Instant photo for Day 21 of “A Year in an Instant” by Nuno Coelho Santos


I ordered 40 boxes of 20 instant films from China. I take about 3 to 4 photos a day so this supply is going to last about half a year.

The parcel took 4 weeks to arrive. I ordered everything with the help of my friend Star through the Chinese marketplace Taobao. Taobao is a website similar to Amazon, but you interact and negotiate with the sellers directly using a chat client. You can negotiate, ask questions and arrange deals in real-time. For this reason it takes some time to find a really good deal. Star was chatting with multiple sellers and shipping companies for two days before placing an order. In the end the total cost of the order was 4042.29 or £416.46 including shipping. The same order would have cost me £631.92 on Amazon UK.

As I placed the order before moving to Tokyo, I asked my friend Shiho if I could ship the parcel to her address. The photo above is the box of instant film next to my backpack in Shiho’s apartment.

Day 20

Instant photo for Day 20 of “A Year in an Instant” by Nuno Coelho Santos


The three of us were enough to pack the elevator. From the 9th floor you could see the Shibuya station and the crossing clearly. The sky is cloudy. There was hip hop music playing. We walked in, ordered shots, standard procedure. Started talking to everyone, started dancing. I woke up a few hours ago.

Day 19

Instant photo for Day 19 of “A Year in an Instant” by Nuno Coelho Santos

Today I had some late welcome drinks. My oldest friend from Japan, Masa, organised everything and invited everyone. We booked a table at the izakaya Watami (和民) in Shibuya for 3 hours with a set food menu and all-you-can-drink plan.

On this photo you can see from left to right: Yutaka, Ryo, Seiya, João, Hatsuki, Ichiro, Diana, Shun, Alex, Haru, Yoko, me, Minami, Asuka, Tom, Ayaka, Beer, Ivy, Tiago, Shinobu, Satomi and finally Masa.

Day 18

Instant photo for Day 18 of “A Year in an Instant” by Nuno Coelho Santos


Today I was a tour guide for two of my oldest friends: Ivy Clark and Tiago Alves.

I can’t think how different everything would have been in my life if I never met Tiago.
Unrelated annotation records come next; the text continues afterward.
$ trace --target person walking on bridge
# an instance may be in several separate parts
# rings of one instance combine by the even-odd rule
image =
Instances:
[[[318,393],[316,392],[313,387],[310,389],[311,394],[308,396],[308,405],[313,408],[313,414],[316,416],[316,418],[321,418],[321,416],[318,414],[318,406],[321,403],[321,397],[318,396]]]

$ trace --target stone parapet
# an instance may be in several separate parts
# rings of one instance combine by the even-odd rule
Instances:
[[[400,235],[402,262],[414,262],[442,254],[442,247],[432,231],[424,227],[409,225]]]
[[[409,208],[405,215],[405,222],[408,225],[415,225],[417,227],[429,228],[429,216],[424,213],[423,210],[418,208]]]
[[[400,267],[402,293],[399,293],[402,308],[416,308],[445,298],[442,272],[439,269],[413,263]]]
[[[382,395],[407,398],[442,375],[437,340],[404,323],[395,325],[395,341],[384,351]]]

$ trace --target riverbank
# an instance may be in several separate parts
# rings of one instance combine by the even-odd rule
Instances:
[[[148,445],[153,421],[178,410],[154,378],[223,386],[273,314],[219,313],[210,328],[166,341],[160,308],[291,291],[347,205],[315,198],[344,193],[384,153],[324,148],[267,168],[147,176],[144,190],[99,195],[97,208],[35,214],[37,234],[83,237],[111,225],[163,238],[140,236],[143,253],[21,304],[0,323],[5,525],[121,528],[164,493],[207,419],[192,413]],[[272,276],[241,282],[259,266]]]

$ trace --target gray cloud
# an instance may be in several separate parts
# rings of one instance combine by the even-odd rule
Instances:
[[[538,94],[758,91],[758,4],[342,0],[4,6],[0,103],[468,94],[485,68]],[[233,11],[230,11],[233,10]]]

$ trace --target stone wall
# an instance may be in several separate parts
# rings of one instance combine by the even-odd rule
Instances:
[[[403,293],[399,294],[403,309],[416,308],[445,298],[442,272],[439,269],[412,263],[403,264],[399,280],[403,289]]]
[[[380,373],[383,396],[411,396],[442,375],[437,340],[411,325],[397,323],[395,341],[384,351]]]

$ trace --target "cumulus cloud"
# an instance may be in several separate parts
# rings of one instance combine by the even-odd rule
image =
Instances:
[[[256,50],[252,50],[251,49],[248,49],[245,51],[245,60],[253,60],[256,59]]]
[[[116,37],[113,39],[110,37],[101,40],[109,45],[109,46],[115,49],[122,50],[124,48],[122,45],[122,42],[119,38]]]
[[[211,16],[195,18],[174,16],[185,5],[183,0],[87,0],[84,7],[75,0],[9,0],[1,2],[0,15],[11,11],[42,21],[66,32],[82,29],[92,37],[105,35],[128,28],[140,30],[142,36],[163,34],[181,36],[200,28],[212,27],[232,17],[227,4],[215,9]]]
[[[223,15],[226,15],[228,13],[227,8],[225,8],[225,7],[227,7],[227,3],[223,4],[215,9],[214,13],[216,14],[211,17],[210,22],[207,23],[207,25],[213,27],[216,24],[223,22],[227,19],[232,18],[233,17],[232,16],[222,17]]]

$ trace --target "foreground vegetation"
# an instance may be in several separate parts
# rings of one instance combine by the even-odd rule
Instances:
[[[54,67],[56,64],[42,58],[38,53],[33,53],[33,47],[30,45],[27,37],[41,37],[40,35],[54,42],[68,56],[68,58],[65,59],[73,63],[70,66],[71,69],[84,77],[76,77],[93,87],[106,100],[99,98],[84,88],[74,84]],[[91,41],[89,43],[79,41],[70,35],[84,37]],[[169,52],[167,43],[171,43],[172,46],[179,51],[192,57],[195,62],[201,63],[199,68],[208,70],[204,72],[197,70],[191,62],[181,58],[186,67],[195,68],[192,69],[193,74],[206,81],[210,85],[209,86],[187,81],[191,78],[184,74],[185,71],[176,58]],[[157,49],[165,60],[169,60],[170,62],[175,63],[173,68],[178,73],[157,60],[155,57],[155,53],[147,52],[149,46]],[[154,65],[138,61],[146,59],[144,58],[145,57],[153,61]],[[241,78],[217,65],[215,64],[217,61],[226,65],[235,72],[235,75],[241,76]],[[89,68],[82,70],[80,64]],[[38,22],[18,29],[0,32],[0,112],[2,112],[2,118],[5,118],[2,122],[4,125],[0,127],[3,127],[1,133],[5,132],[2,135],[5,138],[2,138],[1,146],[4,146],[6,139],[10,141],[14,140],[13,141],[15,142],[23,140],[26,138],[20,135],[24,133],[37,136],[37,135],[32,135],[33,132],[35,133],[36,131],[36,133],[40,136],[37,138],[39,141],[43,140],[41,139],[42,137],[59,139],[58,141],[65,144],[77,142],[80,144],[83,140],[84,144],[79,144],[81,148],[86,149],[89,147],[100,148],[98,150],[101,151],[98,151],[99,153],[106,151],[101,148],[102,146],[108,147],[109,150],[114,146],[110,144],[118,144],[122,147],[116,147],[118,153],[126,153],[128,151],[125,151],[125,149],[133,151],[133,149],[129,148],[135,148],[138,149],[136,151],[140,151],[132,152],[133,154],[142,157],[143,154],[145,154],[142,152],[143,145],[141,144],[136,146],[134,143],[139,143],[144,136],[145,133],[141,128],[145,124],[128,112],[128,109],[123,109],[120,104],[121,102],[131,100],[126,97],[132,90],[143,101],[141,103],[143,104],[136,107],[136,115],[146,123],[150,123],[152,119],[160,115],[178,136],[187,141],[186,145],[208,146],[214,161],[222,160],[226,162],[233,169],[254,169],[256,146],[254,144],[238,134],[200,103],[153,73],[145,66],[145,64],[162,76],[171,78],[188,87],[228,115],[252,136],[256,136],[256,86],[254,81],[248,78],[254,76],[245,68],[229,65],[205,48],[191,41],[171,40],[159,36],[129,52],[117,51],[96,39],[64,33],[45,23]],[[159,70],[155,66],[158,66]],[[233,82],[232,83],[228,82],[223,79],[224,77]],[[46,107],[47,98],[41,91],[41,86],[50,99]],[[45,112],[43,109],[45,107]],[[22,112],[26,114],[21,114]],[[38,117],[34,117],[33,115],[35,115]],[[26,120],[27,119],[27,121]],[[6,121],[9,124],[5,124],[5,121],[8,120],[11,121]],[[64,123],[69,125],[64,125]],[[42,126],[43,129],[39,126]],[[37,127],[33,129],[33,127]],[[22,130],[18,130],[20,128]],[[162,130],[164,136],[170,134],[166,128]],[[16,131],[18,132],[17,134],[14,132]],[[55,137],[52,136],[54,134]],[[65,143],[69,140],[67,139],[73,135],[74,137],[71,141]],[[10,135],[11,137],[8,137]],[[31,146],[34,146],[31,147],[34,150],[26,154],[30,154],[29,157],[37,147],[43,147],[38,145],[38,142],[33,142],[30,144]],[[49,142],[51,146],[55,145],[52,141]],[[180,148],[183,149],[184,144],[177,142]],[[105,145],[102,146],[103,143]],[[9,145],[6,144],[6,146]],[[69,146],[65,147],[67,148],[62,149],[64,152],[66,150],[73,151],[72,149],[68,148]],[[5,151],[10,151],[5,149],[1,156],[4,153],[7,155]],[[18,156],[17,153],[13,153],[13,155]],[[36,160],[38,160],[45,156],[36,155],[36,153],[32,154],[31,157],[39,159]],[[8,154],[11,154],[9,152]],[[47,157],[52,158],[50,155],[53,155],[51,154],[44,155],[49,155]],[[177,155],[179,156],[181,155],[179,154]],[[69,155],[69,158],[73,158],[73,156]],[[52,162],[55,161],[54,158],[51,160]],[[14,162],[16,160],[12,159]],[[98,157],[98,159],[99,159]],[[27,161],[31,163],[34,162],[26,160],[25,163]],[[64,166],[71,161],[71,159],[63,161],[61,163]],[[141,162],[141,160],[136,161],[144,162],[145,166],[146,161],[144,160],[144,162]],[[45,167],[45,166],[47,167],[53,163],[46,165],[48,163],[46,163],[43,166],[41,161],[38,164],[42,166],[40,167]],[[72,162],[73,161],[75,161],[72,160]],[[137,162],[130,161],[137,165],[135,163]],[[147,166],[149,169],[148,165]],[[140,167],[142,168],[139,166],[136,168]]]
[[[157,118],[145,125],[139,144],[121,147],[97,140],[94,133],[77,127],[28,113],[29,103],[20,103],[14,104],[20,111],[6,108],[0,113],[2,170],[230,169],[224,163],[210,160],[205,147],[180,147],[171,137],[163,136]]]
We are two Final Fantasy geeks. We learned programming together when we were 14. At that time we built a surfing game for Nokia’s S60 OS written in ActionScript 2.0. It’s quite special to me that we are here together.

We visited the Tokyo Metropolitan Government Building. Walked to the Meiji Shrine. Harajuku, Omotesandō and finally Shibuya.

The photo above was taken this afternoon at the Meiji Shrine while a wedding ceremony took place.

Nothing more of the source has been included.